One of Liam's classmates' mom passed away from cancer last week. I didn't know her very well, but of course in a small school you still feel connected through the kids and community. I knew her cancer had returned last summer and that she had been sick eight years previous and had beat it. One of the other moms that I do know better had organized providing meals to the family in which we participated, wanting to help in at least some small way. I knew she had a boy in grade four with Liam and another five year old son in kindergarten. I just found out she only turned 40 years old in August.
Liam's class was invited to her service on Friday to which Liam wanted to go. I went with him to support him, his other classmates and teachers. All funerals are obviously sad even if it is a celebration of the person's life. In her 40 years, I learned that she had a good one filled with happiness, fun, spontaneity and love for her family and friends. She lived.

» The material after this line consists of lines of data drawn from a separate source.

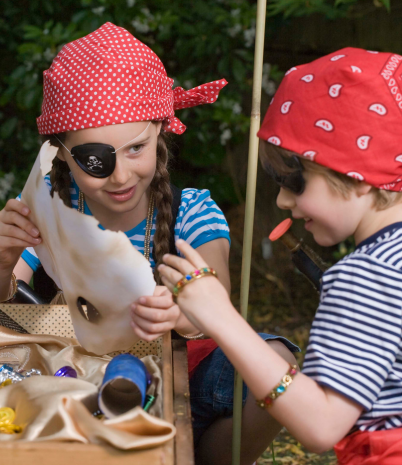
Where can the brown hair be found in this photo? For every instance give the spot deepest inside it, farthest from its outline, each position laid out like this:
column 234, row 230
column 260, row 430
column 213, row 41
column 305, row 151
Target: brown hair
column 338, row 182
column 160, row 186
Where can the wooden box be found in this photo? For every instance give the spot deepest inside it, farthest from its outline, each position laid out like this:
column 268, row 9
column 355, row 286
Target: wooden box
column 176, row 409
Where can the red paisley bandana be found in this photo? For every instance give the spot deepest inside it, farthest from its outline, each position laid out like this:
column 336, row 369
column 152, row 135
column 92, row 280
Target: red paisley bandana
column 110, row 77
column 343, row 111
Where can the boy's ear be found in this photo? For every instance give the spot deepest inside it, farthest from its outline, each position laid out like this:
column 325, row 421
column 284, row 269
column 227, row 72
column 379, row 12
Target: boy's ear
column 363, row 188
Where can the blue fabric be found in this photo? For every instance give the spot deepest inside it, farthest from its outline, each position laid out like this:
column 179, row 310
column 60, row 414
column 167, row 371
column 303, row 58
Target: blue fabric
column 212, row 386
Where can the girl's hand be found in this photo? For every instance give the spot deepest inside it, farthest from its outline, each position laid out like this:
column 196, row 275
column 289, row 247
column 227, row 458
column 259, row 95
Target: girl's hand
column 16, row 233
column 204, row 300
column 154, row 315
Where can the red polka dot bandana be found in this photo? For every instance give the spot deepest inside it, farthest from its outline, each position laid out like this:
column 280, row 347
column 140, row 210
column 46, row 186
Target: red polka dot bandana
column 110, row 77
column 343, row 111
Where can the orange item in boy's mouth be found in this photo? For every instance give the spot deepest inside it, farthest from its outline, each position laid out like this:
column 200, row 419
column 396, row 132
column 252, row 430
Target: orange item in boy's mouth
column 281, row 229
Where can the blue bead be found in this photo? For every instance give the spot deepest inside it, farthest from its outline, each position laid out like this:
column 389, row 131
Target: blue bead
column 66, row 372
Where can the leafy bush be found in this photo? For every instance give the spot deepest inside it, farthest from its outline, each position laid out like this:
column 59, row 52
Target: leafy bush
column 198, row 41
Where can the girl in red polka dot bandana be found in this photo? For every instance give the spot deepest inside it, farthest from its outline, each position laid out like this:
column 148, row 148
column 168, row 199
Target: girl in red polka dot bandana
column 332, row 141
column 108, row 104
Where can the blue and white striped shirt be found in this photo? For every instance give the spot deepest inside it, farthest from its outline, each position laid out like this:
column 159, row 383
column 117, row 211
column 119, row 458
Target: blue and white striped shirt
column 199, row 220
column 355, row 345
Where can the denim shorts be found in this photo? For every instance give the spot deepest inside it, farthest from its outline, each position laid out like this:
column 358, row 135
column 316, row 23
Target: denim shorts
column 212, row 386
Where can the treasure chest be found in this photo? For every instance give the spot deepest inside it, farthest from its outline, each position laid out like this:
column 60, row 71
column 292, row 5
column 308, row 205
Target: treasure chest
column 54, row 319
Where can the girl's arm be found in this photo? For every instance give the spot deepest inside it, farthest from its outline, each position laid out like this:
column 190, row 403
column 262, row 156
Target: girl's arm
column 23, row 271
column 16, row 233
column 316, row 416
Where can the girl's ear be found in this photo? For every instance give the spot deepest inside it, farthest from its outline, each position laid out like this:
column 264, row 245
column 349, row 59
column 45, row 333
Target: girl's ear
column 363, row 188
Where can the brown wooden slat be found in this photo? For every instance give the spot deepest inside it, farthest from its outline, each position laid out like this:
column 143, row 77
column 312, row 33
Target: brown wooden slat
column 79, row 454
column 167, row 376
column 67, row 453
column 184, row 450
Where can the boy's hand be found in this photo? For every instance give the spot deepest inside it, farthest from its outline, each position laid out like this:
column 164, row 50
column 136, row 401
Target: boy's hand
column 154, row 315
column 16, row 233
column 204, row 300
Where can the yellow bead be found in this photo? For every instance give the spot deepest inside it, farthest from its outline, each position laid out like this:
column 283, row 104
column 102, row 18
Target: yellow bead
column 7, row 416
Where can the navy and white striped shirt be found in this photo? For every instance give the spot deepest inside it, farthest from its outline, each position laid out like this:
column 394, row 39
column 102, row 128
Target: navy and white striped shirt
column 199, row 220
column 355, row 345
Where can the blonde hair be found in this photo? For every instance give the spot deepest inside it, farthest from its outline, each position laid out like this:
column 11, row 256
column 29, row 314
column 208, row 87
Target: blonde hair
column 338, row 182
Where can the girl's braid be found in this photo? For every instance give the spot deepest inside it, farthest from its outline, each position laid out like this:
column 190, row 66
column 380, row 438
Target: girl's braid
column 160, row 186
column 60, row 173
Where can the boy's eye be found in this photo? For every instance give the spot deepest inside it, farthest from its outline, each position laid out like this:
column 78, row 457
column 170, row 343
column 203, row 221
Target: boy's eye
column 135, row 149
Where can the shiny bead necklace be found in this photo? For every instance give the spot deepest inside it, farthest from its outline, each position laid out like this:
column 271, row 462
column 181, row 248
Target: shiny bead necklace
column 148, row 227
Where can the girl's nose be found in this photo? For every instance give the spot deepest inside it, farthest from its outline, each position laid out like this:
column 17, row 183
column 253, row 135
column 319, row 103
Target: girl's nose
column 285, row 199
column 121, row 173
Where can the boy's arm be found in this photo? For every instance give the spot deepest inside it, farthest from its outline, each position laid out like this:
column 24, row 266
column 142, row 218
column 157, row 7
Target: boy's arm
column 316, row 416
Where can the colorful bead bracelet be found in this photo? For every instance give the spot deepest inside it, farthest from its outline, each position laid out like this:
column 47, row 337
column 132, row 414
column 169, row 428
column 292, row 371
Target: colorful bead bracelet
column 196, row 274
column 279, row 389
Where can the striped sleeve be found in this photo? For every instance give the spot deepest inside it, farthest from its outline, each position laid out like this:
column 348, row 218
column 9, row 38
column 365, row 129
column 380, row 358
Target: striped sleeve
column 200, row 220
column 356, row 334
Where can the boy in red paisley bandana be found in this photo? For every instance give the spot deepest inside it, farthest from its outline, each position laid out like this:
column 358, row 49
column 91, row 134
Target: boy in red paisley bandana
column 332, row 141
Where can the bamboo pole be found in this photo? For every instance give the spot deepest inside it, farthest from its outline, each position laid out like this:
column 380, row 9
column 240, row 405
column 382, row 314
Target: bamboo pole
column 249, row 212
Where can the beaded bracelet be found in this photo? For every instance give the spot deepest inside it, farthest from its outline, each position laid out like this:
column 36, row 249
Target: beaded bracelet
column 279, row 389
column 197, row 336
column 196, row 274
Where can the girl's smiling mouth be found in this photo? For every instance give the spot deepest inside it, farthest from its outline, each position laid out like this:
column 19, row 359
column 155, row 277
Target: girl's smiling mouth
column 122, row 195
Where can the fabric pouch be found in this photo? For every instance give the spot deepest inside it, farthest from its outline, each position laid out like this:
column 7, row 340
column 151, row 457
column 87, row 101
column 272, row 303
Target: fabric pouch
column 51, row 408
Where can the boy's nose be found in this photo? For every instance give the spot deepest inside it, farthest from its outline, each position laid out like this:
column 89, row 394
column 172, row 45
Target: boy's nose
column 285, row 199
column 121, row 173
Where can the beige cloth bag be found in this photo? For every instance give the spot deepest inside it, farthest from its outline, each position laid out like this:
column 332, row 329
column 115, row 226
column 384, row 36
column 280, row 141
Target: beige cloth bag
column 60, row 409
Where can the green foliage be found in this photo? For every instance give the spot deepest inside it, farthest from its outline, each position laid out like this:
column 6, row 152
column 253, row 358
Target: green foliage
column 219, row 43
column 330, row 8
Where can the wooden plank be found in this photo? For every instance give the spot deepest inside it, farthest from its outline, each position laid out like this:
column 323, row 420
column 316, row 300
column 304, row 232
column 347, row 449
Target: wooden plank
column 167, row 376
column 184, row 450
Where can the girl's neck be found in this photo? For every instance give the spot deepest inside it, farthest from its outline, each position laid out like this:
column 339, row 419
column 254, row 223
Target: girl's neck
column 116, row 221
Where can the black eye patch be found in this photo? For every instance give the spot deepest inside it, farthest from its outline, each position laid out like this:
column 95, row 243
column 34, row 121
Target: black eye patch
column 97, row 160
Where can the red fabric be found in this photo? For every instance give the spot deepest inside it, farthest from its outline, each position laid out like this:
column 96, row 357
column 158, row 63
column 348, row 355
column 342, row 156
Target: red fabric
column 371, row 448
column 110, row 77
column 343, row 111
column 196, row 352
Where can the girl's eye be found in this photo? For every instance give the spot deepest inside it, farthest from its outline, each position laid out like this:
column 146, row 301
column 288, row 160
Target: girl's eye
column 135, row 149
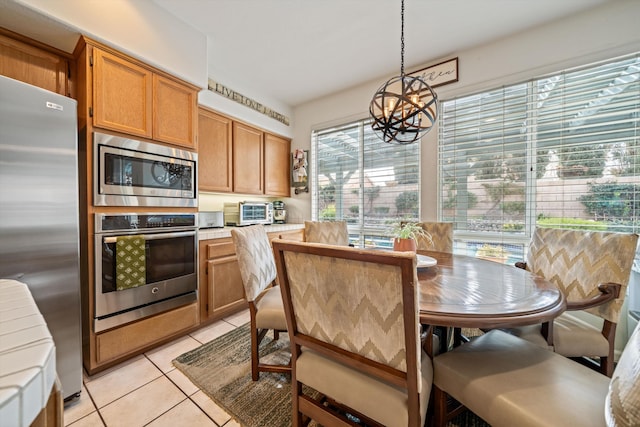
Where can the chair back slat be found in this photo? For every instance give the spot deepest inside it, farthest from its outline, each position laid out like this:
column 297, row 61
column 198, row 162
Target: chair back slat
column 349, row 299
column 255, row 259
column 578, row 261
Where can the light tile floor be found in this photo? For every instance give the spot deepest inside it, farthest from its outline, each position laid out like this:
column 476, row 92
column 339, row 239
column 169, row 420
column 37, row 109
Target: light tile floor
column 148, row 390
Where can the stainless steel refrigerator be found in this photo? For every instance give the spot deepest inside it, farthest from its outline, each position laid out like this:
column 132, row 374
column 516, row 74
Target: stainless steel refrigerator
column 39, row 236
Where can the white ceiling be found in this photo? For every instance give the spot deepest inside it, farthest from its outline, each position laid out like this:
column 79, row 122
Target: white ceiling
column 294, row 51
column 297, row 50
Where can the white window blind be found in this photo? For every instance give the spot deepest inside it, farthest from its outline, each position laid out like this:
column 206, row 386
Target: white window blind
column 361, row 179
column 561, row 151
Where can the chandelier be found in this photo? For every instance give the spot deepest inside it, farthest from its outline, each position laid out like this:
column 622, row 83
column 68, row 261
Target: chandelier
column 405, row 108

During one of the eulogies, her youngest started to cry. It was the most heart-breaking sound in that church. Up until then, I was sad, but not teary. Watching and hearing him crying for his mom crushed me. Thankfully my friend next to me brought tissues.
Liam asked me how and why she got cancer? How do you explain to a barely 10 year old why someone gets this horrible disease, especially someone so young? He's a pretty thoughtful boy and said that even though his friend hasn't said much about his mom, he will be sad and miss her - especially on his wedding day. She had too many things left to see and do with those boys.
Life is short and sometimes unfair. Our time is unknown so I am trying to live mine enjoying the days and moments with my family and friends. Our connections are what's important. I've learned that.